Bessere Voraussetzungen
Doch selbst wenn es nur um Leistung ginge, wäre es nicht gerecht. Kinder reicher Eltern haben die bessere Voraussetzungen. Ihre Schwächen können sie durch Nachhilfe beseitigen und die Eltern sind häufig selbst Akademiker und können helfen. Schon alleine die Anzahl der Bücher ist höher als in jenen der niedrigen Einkommen. Der Zufall, in welchem Elternhaus ein Kind geboren wird, ist demzufolge entscheidender, als die eigenen Fähigkeiten.
Welche Arbeit hat Wert?
Zu alledem ist entscheidend, welche Fähigkeiten gerade in einer Gesellschaft einen hohen Wert darstellen. Im Mittelalter wäre ein Mensch mit guten fußballerischen Fähigkeiten nichts wert gewesen, da kam es eher auf handwerkliches Geschick an. Was hat es heute noch für einen Wert, wenn man gute Faustkeile herstellen kann? Derzeit wird gesellschaftlich ein großer Wert auf eine gute akademische Laufbahn gelegt. Zudem hat man als Fußballspieler in Europa gute Verdienstmöglichkeiten. Als Modell oder Showstar kann man es ebenfalls zu Wohlstand bringen, doch sind hier wieder gute Kontakte wichtig und an diese gelangt man eben oft durch Zufall.

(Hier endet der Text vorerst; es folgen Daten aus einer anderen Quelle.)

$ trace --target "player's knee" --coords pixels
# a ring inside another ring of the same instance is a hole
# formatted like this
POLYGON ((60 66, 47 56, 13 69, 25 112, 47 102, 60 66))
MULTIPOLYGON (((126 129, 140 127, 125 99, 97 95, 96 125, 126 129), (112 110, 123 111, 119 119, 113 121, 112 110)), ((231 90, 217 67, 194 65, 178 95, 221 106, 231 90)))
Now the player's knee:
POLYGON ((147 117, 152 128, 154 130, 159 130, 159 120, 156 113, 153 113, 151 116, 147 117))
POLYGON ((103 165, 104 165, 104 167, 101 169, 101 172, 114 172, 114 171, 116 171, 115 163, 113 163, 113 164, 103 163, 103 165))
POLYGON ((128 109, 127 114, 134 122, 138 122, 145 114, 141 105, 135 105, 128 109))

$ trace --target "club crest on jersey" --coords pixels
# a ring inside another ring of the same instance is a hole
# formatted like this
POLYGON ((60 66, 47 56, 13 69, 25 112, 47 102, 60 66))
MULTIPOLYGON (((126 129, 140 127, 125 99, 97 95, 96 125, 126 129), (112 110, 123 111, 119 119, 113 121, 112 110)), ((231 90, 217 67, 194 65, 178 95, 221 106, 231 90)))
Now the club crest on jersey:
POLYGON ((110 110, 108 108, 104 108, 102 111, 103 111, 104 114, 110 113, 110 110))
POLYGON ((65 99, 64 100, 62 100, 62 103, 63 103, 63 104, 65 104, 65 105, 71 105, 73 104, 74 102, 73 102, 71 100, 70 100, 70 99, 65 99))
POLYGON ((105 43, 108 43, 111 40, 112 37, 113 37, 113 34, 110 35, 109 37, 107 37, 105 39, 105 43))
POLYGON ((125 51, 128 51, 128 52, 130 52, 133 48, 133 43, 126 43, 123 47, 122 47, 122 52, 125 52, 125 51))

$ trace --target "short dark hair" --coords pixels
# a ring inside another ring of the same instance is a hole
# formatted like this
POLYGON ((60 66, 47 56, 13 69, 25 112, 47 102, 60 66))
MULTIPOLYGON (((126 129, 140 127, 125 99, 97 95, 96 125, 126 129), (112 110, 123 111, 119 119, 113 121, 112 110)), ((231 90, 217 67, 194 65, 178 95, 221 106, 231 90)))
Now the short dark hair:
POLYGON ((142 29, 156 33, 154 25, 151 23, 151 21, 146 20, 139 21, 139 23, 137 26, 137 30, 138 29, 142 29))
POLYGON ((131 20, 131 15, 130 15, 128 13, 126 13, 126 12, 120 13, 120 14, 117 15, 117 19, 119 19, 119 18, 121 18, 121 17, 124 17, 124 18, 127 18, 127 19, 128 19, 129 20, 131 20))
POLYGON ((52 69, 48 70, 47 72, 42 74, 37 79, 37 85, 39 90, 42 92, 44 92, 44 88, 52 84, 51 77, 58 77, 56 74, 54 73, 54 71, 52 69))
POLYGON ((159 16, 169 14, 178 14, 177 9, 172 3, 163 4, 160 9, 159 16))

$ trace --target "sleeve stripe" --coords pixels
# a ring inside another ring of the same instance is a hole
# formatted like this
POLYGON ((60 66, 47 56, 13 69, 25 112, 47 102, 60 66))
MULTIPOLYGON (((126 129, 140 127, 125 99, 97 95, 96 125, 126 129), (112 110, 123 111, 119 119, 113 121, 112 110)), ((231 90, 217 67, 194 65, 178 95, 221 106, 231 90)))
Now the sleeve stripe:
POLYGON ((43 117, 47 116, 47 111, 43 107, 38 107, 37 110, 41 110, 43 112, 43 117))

Viel zu wenig geht Sandel in dem Buch auf die nicht-akademischen Missverhältnisse ein. Er streift die Degradierung der Arbeitnehmerschaft fast nur am Rande und fast am Ende. Dies ist zu wenig, da es sich hier um den Großteil der Bevölkerung sowohl in den USA handelt wie auch in Europa.
Das Ende des Gemeinwohls
In der gesamten Entwicklung auf eine Meritokratie hin, sieht er das Ende des Blickes auf das Gemeinwohl. Die Gesellschaften dividieren sich immer weiter auseinander und begründen dies mit persönlichen Fähigkeiten und dem Wert der eigenen Arbeit und Leistung. Sandel bringt hierzu ein anschauliches Beispiel in dem er den Wert für die Gesellschaft von einem Drogendealer mit dem eines Lehrers vergleicht. Der Drogendealer hat zwar ein hohes Einkommen, schadet aber der Gesellschaft, während der Lehrer im Verhältnis ein schlechtes Einkommen hat, aber der Gesellschaft einen hohen Nutzen bringt. Und genau diese Aspekte verlieren in der derzeitigen gesellschaftlichen Diskussion immer mehr an Bedeutung und bedeuten damit das „Ende des Gemeinwohls“.
Buchtipp
Über Michael J. Sandel
Michael J. Sandel ist ein US-amerikanischer Philosoph. Bekannt wurde er vor allem als Mitbegründer der kommunitaristischen Strömung. Sandel studierte an der Brandeis University und promovierte an der University of Oxford bei Charles Taylor. Seit 1980 lehrt er Politische Philosophie an der Harvard University.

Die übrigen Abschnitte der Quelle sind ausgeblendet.